Iranian President Hassan Rouhani said on Tuesday that Iran could break the JCPOA nuclear agreement if Washington imposes new sanctions against Tehran. However, Valdai Club expert Kayhan Barzegar, director of the Institute for Middle East Strategic Studies in Tehran, believes that the withdrawal from the nuclear agreement is not included in Iran's political agenda.

President Rouhani once again confirmed this in his inaugural speech on assuming office for a second term. "Abandoning the deal is not currently Iran's policy and this was stressed by President Rouhani in his second term inauguration speech. Yet, we should understand that the logic behind the deal for Iran was both lifting sanctions and solving a strategic stalemate at the global level and especially neutralizing the security threat posed by the U.S.," Barzegar said in an interview with valdaiclub.com

If during the Trump's presidency all this returns back, then the whole meaning of JCPOA will be seriously undermined in terms of Iran's strategic interests. "The value of the deal will be under real challenge in Iran's strategic calculus, especially in any possible cooperation with the Western countries on other areas of common interests i.e. battling terrorism, as the issue of mutual trust has become critical in Iran's view of the West after the nuclear deal," Barzegar added.
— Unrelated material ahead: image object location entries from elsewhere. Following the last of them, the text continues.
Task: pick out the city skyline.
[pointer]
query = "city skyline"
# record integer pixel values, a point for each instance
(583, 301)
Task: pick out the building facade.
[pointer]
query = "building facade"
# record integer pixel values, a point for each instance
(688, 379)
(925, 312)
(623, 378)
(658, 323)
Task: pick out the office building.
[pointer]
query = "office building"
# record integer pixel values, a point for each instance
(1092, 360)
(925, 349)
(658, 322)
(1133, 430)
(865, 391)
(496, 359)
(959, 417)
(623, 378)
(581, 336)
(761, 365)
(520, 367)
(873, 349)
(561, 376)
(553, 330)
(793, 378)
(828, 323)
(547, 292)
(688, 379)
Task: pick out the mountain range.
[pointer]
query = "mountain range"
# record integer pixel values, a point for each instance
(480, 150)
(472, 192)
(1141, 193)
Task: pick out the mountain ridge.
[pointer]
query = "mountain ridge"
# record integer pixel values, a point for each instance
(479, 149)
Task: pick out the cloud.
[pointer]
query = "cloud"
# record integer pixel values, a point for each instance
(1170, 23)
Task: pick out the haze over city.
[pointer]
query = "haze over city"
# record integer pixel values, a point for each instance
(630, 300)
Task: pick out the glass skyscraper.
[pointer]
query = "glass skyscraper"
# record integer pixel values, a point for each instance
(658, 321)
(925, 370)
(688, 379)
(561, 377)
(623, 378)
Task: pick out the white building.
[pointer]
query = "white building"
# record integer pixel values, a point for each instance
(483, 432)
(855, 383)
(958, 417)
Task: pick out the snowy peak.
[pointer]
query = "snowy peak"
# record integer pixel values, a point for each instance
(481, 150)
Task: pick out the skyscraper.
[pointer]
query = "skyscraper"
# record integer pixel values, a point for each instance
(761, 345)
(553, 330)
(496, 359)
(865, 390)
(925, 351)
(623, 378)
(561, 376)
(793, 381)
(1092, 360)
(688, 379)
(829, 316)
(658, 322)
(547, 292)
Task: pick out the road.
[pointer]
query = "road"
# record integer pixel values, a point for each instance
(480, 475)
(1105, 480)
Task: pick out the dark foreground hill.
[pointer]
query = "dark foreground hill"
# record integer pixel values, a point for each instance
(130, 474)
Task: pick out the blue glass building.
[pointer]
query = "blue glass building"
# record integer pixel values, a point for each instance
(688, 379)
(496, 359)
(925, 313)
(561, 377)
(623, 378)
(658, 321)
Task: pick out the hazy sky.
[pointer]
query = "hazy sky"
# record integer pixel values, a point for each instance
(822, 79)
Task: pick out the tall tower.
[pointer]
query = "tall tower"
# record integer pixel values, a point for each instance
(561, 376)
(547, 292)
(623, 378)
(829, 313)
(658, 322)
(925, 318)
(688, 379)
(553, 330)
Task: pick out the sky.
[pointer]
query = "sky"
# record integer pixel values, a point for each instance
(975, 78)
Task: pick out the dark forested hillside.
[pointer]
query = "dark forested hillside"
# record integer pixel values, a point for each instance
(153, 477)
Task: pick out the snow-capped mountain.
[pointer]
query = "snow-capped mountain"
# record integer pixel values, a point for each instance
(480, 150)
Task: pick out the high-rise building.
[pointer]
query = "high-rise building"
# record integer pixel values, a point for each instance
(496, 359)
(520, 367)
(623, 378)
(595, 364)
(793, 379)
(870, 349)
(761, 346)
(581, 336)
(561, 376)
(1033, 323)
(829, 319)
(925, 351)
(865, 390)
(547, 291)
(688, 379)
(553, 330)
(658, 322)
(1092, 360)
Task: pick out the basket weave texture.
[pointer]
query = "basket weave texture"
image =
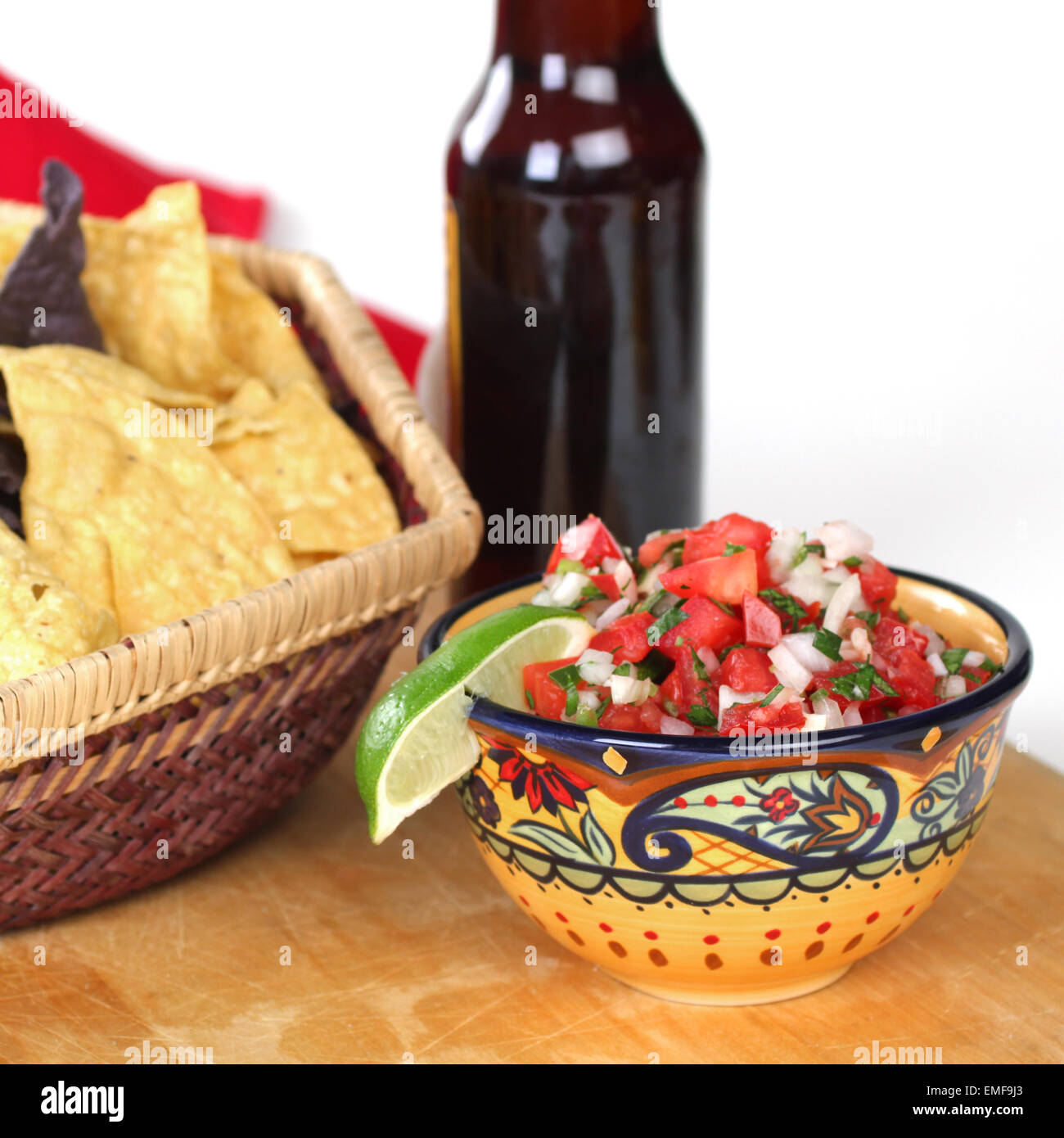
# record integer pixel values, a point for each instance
(196, 738)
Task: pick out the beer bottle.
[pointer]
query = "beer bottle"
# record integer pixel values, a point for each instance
(576, 181)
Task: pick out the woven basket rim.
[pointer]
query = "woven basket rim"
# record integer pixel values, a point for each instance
(155, 668)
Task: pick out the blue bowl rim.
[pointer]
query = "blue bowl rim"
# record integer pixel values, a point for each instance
(948, 716)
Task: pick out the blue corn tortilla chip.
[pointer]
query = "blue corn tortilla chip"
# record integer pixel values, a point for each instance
(41, 300)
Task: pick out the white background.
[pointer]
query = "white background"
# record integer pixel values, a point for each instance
(886, 266)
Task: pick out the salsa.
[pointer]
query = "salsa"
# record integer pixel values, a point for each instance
(734, 627)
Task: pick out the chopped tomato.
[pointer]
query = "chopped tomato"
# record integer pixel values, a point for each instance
(761, 624)
(891, 634)
(877, 583)
(787, 716)
(606, 584)
(626, 638)
(548, 699)
(650, 716)
(910, 674)
(719, 577)
(724, 578)
(706, 626)
(713, 539)
(588, 543)
(746, 670)
(621, 717)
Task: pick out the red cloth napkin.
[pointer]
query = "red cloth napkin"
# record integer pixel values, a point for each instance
(116, 183)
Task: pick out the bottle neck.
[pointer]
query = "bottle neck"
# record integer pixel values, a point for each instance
(610, 32)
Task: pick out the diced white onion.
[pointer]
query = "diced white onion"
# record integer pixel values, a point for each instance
(625, 580)
(825, 706)
(936, 644)
(595, 667)
(789, 670)
(629, 690)
(673, 726)
(568, 589)
(843, 540)
(952, 686)
(576, 540)
(851, 716)
(847, 598)
(810, 589)
(782, 551)
(800, 647)
(617, 609)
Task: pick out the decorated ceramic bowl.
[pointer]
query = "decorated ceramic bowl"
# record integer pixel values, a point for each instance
(719, 871)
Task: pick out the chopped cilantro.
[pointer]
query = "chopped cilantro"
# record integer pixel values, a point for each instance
(655, 666)
(857, 685)
(649, 603)
(701, 716)
(667, 621)
(827, 642)
(567, 679)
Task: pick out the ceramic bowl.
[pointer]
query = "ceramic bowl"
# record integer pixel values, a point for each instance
(702, 871)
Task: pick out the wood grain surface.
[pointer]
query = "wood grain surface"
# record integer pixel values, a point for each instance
(306, 944)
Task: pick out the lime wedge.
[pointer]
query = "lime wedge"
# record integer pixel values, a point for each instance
(417, 738)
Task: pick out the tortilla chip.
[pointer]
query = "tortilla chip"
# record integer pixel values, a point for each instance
(308, 470)
(12, 237)
(43, 623)
(151, 527)
(148, 282)
(250, 329)
(175, 309)
(41, 300)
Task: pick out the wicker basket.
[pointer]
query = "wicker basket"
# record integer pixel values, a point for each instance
(186, 746)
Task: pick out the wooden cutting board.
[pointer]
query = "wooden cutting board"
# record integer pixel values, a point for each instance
(306, 944)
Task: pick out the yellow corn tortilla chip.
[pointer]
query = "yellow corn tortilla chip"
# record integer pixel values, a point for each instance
(172, 307)
(43, 621)
(250, 329)
(151, 526)
(12, 237)
(309, 472)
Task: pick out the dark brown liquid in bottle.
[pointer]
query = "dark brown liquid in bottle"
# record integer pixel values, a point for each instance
(577, 181)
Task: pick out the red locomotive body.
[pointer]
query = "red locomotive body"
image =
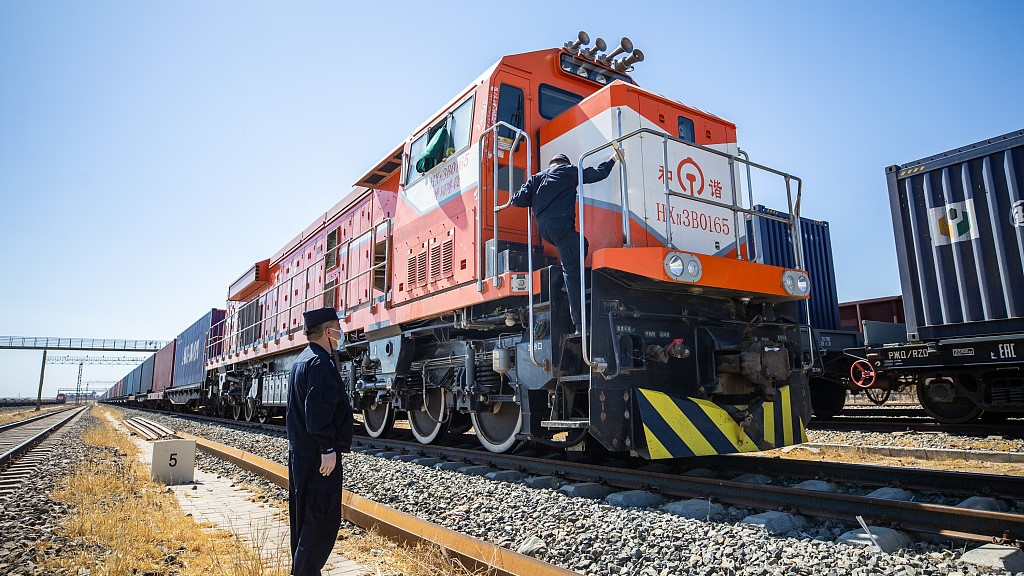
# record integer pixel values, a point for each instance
(452, 313)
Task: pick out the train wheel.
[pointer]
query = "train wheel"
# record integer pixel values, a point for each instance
(827, 398)
(497, 426)
(938, 398)
(460, 423)
(378, 419)
(426, 425)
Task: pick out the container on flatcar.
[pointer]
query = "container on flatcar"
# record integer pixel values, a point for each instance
(771, 243)
(163, 370)
(958, 221)
(146, 382)
(190, 352)
(134, 378)
(889, 309)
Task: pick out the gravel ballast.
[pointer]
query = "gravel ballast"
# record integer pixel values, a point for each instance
(592, 536)
(31, 519)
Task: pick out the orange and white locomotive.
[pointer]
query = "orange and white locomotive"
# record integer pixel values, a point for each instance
(454, 310)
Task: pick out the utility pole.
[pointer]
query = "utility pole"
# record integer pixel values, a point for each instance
(78, 388)
(42, 370)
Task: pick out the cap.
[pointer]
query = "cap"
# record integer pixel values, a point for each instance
(560, 158)
(316, 317)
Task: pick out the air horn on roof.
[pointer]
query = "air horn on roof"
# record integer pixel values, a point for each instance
(583, 39)
(624, 46)
(626, 64)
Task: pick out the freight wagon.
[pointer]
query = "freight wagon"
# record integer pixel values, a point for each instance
(956, 335)
(958, 222)
(455, 313)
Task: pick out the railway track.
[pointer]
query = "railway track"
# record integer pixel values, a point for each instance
(900, 420)
(672, 480)
(24, 445)
(369, 515)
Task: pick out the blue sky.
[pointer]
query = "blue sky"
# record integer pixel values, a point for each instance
(150, 152)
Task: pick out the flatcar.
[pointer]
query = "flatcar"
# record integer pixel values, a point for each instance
(956, 334)
(454, 312)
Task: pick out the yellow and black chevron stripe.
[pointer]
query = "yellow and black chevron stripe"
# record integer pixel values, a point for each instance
(676, 427)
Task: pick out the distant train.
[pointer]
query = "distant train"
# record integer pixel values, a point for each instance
(956, 336)
(11, 402)
(454, 312)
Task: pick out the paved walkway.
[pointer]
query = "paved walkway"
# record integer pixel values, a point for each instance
(264, 528)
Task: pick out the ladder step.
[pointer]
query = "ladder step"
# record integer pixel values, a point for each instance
(571, 423)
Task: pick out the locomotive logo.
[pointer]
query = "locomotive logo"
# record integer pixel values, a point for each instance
(690, 176)
(1017, 214)
(953, 222)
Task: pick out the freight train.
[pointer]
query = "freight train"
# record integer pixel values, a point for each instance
(14, 402)
(956, 336)
(455, 314)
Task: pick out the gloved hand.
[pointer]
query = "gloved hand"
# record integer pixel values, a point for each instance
(619, 152)
(328, 462)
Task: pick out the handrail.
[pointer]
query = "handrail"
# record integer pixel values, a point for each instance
(793, 220)
(479, 195)
(750, 195)
(529, 216)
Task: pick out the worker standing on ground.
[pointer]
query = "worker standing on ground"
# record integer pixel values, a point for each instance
(552, 193)
(320, 425)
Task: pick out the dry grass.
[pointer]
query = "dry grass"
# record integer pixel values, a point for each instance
(134, 526)
(20, 413)
(855, 456)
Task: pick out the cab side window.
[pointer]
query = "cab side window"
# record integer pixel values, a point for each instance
(686, 129)
(449, 136)
(510, 109)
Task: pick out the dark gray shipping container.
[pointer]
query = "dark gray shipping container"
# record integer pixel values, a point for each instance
(772, 244)
(134, 378)
(958, 221)
(189, 357)
(146, 375)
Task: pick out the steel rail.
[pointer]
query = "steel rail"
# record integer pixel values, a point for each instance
(858, 423)
(870, 475)
(12, 453)
(393, 524)
(932, 519)
(9, 425)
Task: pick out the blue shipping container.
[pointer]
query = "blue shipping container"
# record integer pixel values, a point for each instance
(133, 380)
(189, 356)
(772, 244)
(146, 374)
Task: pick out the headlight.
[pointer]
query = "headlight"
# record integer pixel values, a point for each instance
(796, 283)
(803, 284)
(683, 266)
(675, 264)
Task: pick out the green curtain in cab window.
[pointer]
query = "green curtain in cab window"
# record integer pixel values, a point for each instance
(434, 153)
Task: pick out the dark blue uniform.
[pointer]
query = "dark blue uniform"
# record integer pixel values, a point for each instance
(553, 196)
(320, 421)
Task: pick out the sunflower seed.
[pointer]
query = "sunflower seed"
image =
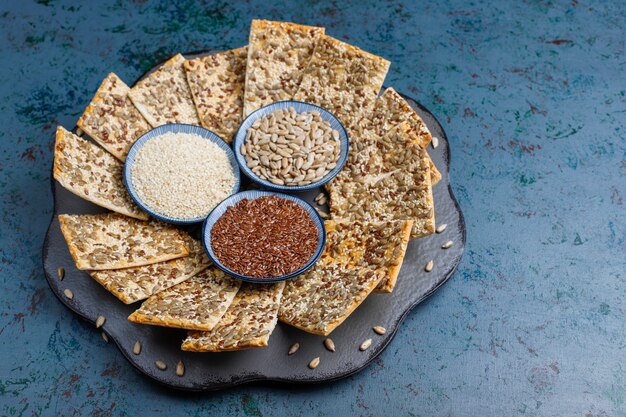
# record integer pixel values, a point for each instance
(293, 349)
(329, 344)
(313, 364)
(180, 368)
(379, 330)
(365, 345)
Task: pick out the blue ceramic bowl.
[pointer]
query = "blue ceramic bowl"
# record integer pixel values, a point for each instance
(175, 128)
(251, 195)
(300, 107)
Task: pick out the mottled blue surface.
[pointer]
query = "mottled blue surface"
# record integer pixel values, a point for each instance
(533, 97)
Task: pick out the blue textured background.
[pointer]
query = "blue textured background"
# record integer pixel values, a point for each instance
(532, 95)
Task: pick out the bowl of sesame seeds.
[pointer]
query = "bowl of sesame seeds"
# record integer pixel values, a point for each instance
(264, 236)
(291, 146)
(179, 173)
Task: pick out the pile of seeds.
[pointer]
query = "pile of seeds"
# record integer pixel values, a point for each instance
(265, 237)
(290, 148)
(182, 175)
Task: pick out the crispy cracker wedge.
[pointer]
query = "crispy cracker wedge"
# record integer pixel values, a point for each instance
(343, 79)
(395, 184)
(113, 241)
(248, 322)
(164, 96)
(278, 52)
(91, 173)
(378, 246)
(111, 118)
(195, 304)
(133, 284)
(217, 86)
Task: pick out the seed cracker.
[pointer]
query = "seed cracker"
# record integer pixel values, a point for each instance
(133, 284)
(113, 241)
(343, 79)
(164, 96)
(278, 52)
(195, 304)
(111, 118)
(377, 246)
(392, 183)
(217, 85)
(93, 174)
(248, 322)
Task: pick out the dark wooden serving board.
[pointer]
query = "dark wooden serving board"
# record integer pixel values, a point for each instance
(213, 371)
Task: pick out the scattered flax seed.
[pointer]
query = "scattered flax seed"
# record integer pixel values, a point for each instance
(264, 237)
(379, 330)
(293, 349)
(365, 345)
(329, 344)
(313, 364)
(182, 175)
(180, 368)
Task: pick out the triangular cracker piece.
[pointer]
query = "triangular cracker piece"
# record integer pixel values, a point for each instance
(90, 172)
(133, 284)
(217, 85)
(164, 97)
(343, 79)
(323, 297)
(278, 52)
(196, 304)
(378, 246)
(111, 118)
(113, 241)
(248, 322)
(395, 184)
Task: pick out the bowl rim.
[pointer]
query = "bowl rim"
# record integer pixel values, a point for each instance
(176, 128)
(240, 137)
(319, 224)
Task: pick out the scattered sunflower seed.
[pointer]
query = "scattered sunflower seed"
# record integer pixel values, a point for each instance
(293, 349)
(447, 245)
(313, 364)
(180, 368)
(329, 344)
(365, 345)
(379, 330)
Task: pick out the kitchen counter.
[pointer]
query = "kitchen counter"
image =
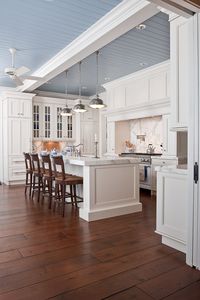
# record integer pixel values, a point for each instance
(140, 153)
(92, 161)
(110, 185)
(176, 169)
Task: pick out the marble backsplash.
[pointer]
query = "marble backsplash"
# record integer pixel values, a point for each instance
(146, 131)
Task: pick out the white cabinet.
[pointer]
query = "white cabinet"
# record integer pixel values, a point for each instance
(17, 135)
(172, 192)
(159, 161)
(181, 35)
(88, 130)
(48, 124)
(111, 137)
(169, 138)
(89, 127)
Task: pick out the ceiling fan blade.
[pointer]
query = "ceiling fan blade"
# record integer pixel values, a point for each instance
(22, 70)
(17, 80)
(32, 78)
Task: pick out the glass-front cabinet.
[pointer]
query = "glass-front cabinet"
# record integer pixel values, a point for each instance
(48, 124)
Speaking about the possibility of developing nuclear weapons by Iran in the event of withdrawal from JCPOA, Kayhan Barzegar said that the development of nuclear weapons cannot be considered Iran's strategy under any circumstances. "This has strategic, security and religious logic," Barzegar said. "Yet, one should note that the nuclear deal was struck based on a win-win situation and this is at present exactly the line with domestic legitimacy of the deal to proceed. If the U.S. side tries to sabotage the complete implementation of the deal, aiming to put pressure on Iran especially economically or politically, then no doubt the Rouhani government would have to think of finding ways to tackle it. One way for Iran could be to increase the quality and quantity of its centrifuges," he said.

According to Barzegar, the majority of Iranians believe that Rouhani successfully fulfilled the task to regain stability in the country by resolving problems in relations with the outside world and Iran's economic development. That is why we can say that the key words that led Rouhani at this time to victory were stability, continuation of the previous course and cooperation. "The nuclear deal was somehow the result of shifting domestic political discourse towards moderation and we should not just deduct it to economic incentives. In this sense, I would say that Rouhani's domestic situation is strengthening and this is why Iranians have trusted him again despite all the current economic hardships," Barzegar concluded.